Samedi 18 septembre 1999
Abbatiale
Johann Sebastian Bach : Motets à double choeur ; Suites pour violoncelle seul
Peter Bruns (violoncelle)
Chorus Musicus Köln, Das Neue Orchester, Christoph Spering (direction)

Dimanche 19 septembre 1999
11h00 Tour Dauphine
Deux découvertes : Le Livre de tablature de clavescin de Marc Roger Normand Couperin ; The Purcell Manuscript
Davitt Moroney (clavecin)

20h00 Abbatiale
Ludwig van Beethoven : Symphonies 6 & 5
Ensemble Anima Eterna, Jos Van Immerseel (direction)

Pour son vingtième anniversaire, le Festival propose une floraison d’interprètes fidèles à ce petit village de l’Ain. En premier lieu, bien sûr, Jordi Savall dont la venue à Ambronay coïncida avec ses premiers enregistrements. Entre deux symboles de l’époque glorieuse de la péninsule, un poète écrivain et un peintre, le chef catalan proposait un programme bien composé et parfaitement exécuté, entre la danse sacrée et la méditation séculière, avec un effectif réduit mais efficace : trois violes (Savall au dessus de viole, l’aristocratique Sergi Casademunt au ténor, et Sophie Watillon à la basse), le violone de l’explorateur des musiques baroques de l’Est, Lorenz Duftschmid, le théorbe et la guitare de Xavier Diaz, l’orgue du jeune Luca Guglielmi, le merveilleux coeur pulsatif des percussions de Pedro Estevan, et un quatuor vocal masculin où l’on remarquait la belle voix falsettisante de Carlos Mena, à côté de Lambert Climent, Francesc Garrigosa et Daniel Carnovich.

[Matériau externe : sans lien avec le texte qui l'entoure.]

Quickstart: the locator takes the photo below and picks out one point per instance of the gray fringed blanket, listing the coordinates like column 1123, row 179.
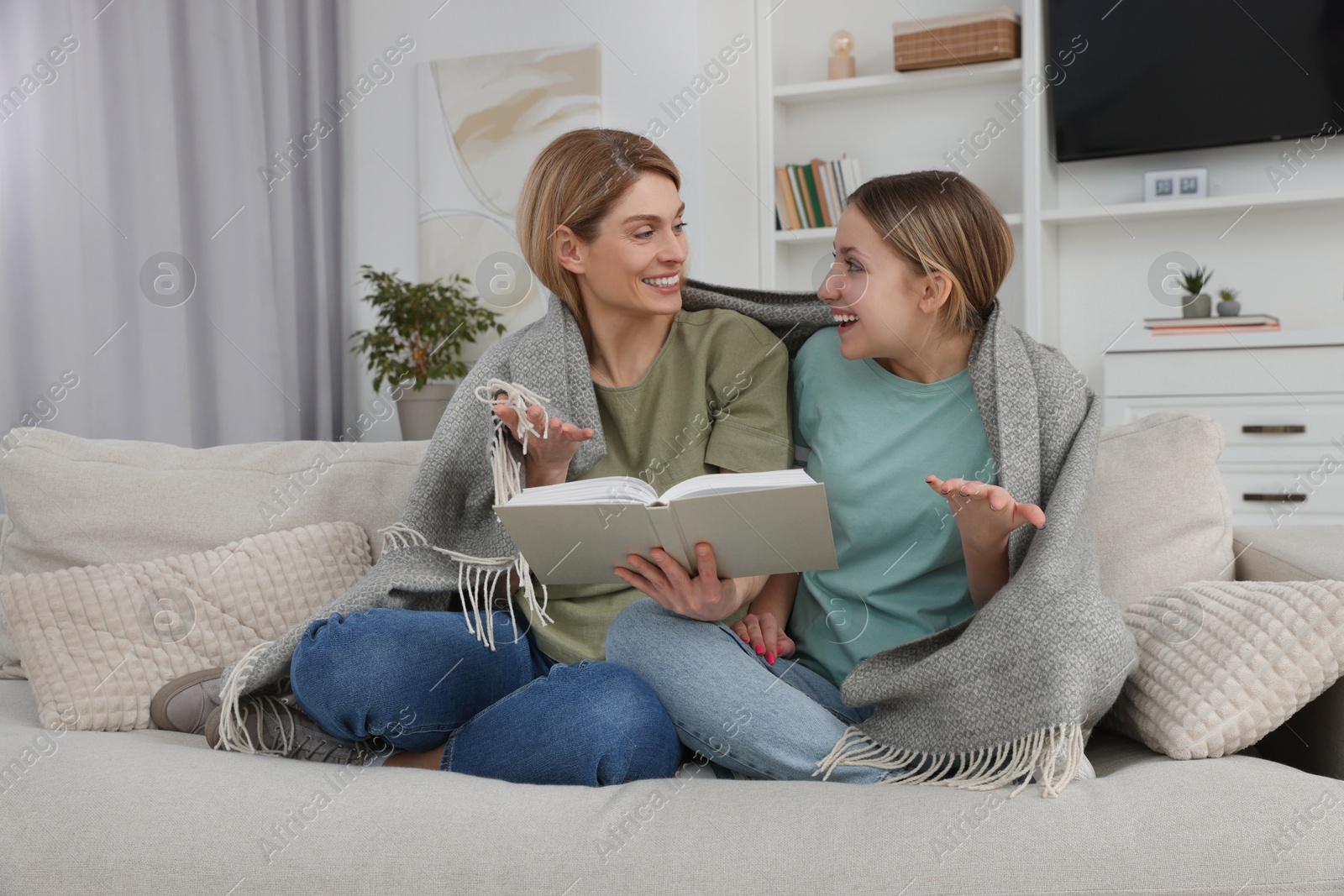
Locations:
column 992, row 696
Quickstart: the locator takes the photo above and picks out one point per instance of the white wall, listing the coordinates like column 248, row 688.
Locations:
column 651, row 53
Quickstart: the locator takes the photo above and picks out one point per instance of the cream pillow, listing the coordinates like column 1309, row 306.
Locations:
column 73, row 501
column 1222, row 664
column 1159, row 506
column 97, row 642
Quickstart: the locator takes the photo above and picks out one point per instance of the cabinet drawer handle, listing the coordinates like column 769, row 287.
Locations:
column 1285, row 427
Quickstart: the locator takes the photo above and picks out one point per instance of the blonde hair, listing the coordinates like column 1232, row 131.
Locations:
column 575, row 181
column 940, row 222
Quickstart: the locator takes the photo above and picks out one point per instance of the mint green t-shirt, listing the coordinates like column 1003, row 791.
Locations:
column 873, row 438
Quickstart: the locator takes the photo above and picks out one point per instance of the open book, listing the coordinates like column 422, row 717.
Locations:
column 757, row 523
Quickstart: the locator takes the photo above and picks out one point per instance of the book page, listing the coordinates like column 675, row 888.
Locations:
column 606, row 490
column 727, row 483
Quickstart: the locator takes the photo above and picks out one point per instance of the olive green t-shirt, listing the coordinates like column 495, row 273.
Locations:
column 717, row 396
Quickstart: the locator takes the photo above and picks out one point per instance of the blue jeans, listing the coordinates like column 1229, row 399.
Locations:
column 768, row 721
column 420, row 679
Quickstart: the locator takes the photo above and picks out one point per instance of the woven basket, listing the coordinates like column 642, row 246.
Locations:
column 952, row 40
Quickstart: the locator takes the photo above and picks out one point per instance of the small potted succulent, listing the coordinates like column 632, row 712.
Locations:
column 1227, row 305
column 418, row 343
column 1200, row 301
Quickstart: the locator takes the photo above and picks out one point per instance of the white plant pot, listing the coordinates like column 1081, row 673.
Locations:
column 420, row 411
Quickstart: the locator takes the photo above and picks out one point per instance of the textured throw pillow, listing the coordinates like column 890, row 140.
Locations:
column 97, row 642
column 73, row 501
column 1222, row 664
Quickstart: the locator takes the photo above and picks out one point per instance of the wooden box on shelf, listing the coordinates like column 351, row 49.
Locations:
column 952, row 40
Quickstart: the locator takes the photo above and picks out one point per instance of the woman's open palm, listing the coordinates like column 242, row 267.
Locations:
column 557, row 448
column 984, row 513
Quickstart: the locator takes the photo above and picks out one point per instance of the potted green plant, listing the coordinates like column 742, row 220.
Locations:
column 1227, row 305
column 418, row 343
column 1194, row 284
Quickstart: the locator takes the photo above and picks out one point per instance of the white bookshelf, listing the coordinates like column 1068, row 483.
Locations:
column 1084, row 239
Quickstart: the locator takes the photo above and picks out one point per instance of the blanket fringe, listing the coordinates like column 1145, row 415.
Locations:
column 233, row 730
column 1034, row 752
column 477, row 577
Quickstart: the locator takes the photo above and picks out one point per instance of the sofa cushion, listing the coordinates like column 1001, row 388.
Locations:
column 1289, row 553
column 89, row 812
column 1159, row 506
column 73, row 501
column 98, row 642
column 1222, row 664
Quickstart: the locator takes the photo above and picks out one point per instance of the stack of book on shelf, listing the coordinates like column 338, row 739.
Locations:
column 1236, row 324
column 813, row 195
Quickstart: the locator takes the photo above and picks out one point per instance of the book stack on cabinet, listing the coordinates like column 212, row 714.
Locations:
column 813, row 195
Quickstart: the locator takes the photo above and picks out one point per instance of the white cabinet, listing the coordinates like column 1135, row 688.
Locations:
column 1280, row 398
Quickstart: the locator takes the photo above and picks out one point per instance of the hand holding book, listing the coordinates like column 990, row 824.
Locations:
column 702, row 595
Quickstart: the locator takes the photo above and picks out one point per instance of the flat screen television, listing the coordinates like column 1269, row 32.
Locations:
column 1156, row 76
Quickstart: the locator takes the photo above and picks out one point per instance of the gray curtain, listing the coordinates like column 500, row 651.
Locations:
column 139, row 134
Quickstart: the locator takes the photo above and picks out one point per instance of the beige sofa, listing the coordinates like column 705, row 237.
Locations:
column 155, row 812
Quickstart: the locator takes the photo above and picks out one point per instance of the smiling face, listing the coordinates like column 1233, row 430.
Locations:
column 635, row 265
column 887, row 311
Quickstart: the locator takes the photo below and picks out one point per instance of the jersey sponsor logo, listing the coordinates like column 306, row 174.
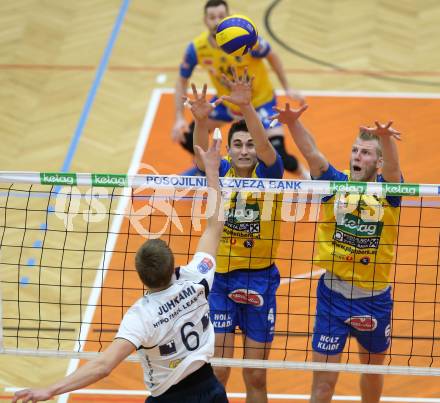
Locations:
column 328, row 343
column 168, row 348
column 174, row 363
column 363, row 323
column 205, row 265
column 244, row 296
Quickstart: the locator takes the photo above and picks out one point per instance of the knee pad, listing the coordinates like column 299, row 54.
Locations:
column 187, row 143
column 289, row 161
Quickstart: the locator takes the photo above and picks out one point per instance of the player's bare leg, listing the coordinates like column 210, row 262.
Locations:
column 291, row 163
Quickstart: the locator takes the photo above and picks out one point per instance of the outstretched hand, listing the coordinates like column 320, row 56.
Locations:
column 240, row 87
column 288, row 116
column 383, row 130
column 211, row 158
column 200, row 107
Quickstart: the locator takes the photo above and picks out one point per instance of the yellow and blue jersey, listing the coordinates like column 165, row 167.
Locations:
column 216, row 63
column 252, row 223
column 357, row 235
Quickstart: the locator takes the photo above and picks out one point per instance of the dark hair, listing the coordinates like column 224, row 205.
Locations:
column 239, row 126
column 155, row 263
column 216, row 3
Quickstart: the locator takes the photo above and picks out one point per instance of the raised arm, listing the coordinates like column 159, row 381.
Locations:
column 305, row 142
column 89, row 373
column 200, row 109
column 210, row 238
column 277, row 66
column 391, row 166
column 241, row 95
column 186, row 68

Dans l’Espagne mélangée du Siècle d’Or, entre catholicisme fervent, héritage musulman et crypto-judaïsme, le " Baroque " trouve un lieu d’élection particulièrement propice. Le " meslange ", ou miscellanées du monde, est un élément constitutif du baroque qui marie sacré et profane, naturel et artificiel, ancien et moderne, local et étranger, héroïsme et mélancolie. Au fil des pièces proposées par la Capella Reial, c’est tout ce paysage qui prend vie. Une " Romance a la muerte de Dan Manrique de Lara ", de Juan de Leyva ouvre le concert en mettant en valeur, l’autorité et la puissance naturelle de l’alto de Carlos Mena. A travers différentes stations, celui-ci, qui avait commencé à chanter dans le fond du choeur, arrive sur la scène. A la suite de cette déploration prenante, Pedro Gerrero (une " Moresca ") et Mateu Fletxa (" Cancion Que Farem del pobre Joan ") apportent une touche populaire. La grande finesse du fil sonore du dessus de viole de Savall se déploie ensuite dans trois " Glosas " de Correa de Arrauxa.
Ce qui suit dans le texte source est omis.